Primary habitat? Wyggeston grammar school for girls - the boys didn't have an infants' - in Leicester. One of the reasons why my father took the job of principal at what was then University College, Leicester, was because of the very good Elizabethan grammar school. My parents were great supporters of grammar - as opposed to boarding - schools and took the view that they had not brought a child into the world to send him off into the care of strangers. I took the 11-plus, except that it wasn't called that; we sat "intelligence tests". They had just come in, and nobody quite knew what they were.

Secondary location? At Wyggeston Grammar School for Boys, if you were extremely bright, you took classics; if you were extremely thick you did woodwork. In between was science, then modern languages. I was in the science stream.

Rock of ages? I was a deeply committed fossil-hunter. The Leicestershire rocks are very rich in fossils, which are thrilling things to collect, even now. I made a series about geology a few years ago and it was still a thrill: hitting a rock, splitting it open and seeing what had not been seen for 150 million years. I wanted to be a geologist and climb Mount Everest. A very nice physics master, who had done some sort of geology papers at university, gave me private tuition. At 16, when everyone else was doing Latin, I got on a train and went to zoology classes at the University of Nottingham.

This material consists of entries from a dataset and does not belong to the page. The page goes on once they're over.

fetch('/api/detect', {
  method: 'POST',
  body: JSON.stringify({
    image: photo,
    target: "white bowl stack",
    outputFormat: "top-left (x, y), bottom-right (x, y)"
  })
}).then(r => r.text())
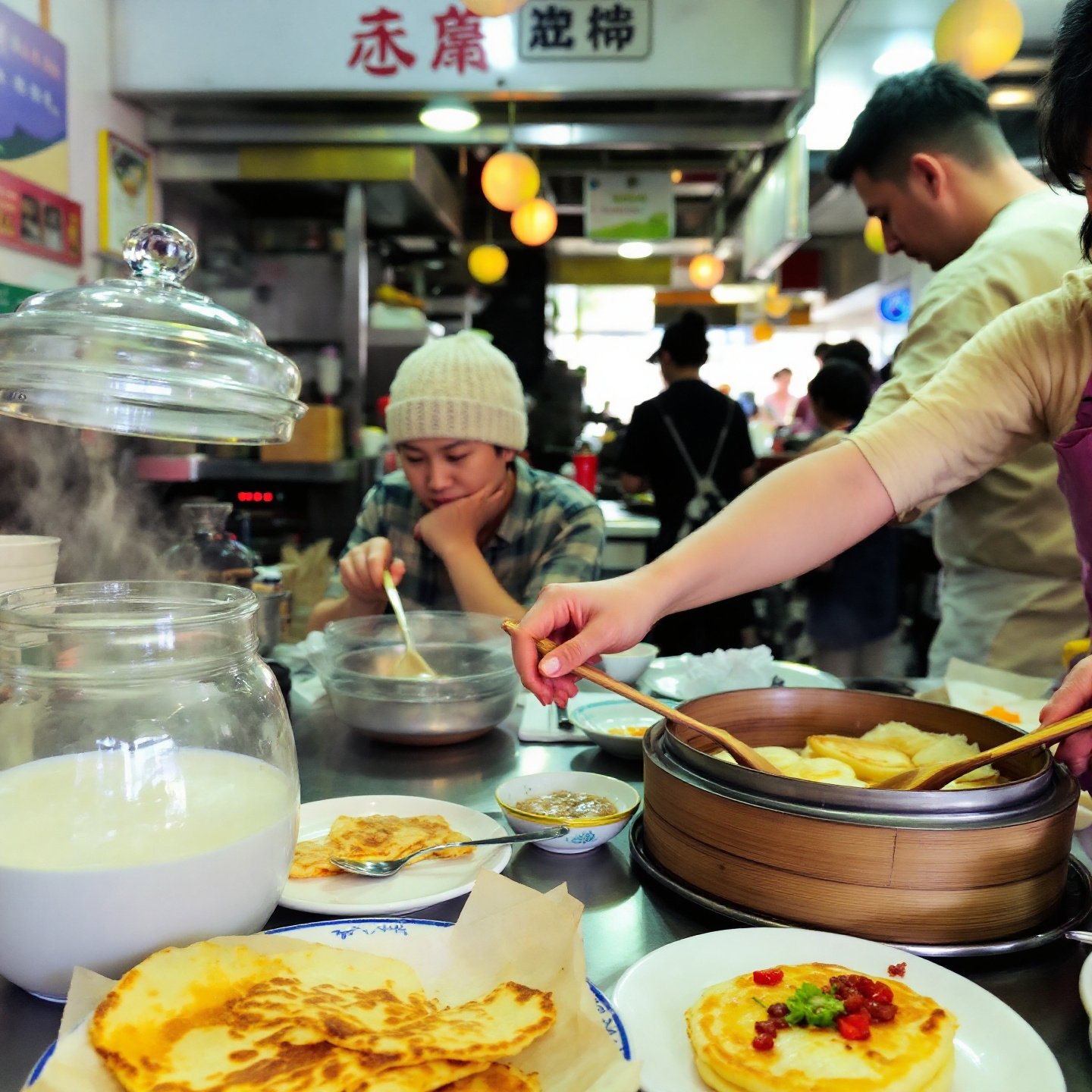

Also at 16, I taught at slum schools - this was during the war - in Leicester.

Am I my brother's straight man? We did Gilbert and Sullivan. My brother [Richard Attenborough] was the great star and it was expected that I would do the same thing. We were both in Iolanthe, when I think that he was a fairy - or maybe I was the fairy. He was always putting on shows in which I was recruited as a feed for him.

Life on Cam? I took a scholarship to Cambridge; my father's view was that if you didn't get a scholarship, you didn't deserve to go to university. You had to pay in those days, and as the principal of a small red-brick college it would have been a great sacrifice. I got an open scholarship to Clare. The course was only two years. I would like to think that the two-year intensive degree course didn't cut too many corners. You worked in the vacations. If you read science, you didn't laze around on the river with girls - like people reading English and philosophy - but it was a paradisiacal time. I got a 2.1 in natural sciences. I found the three-dimensional crystallography inscrutable and I'm sure it let me down.

Trials of marine life? Then I did my National Service. It was thought the Services needed scientists - though what they wanted with a geologist ... I wanted to go abroad, so I went into the Navy and became a lieutenant; they sent me to the Firth of Forth.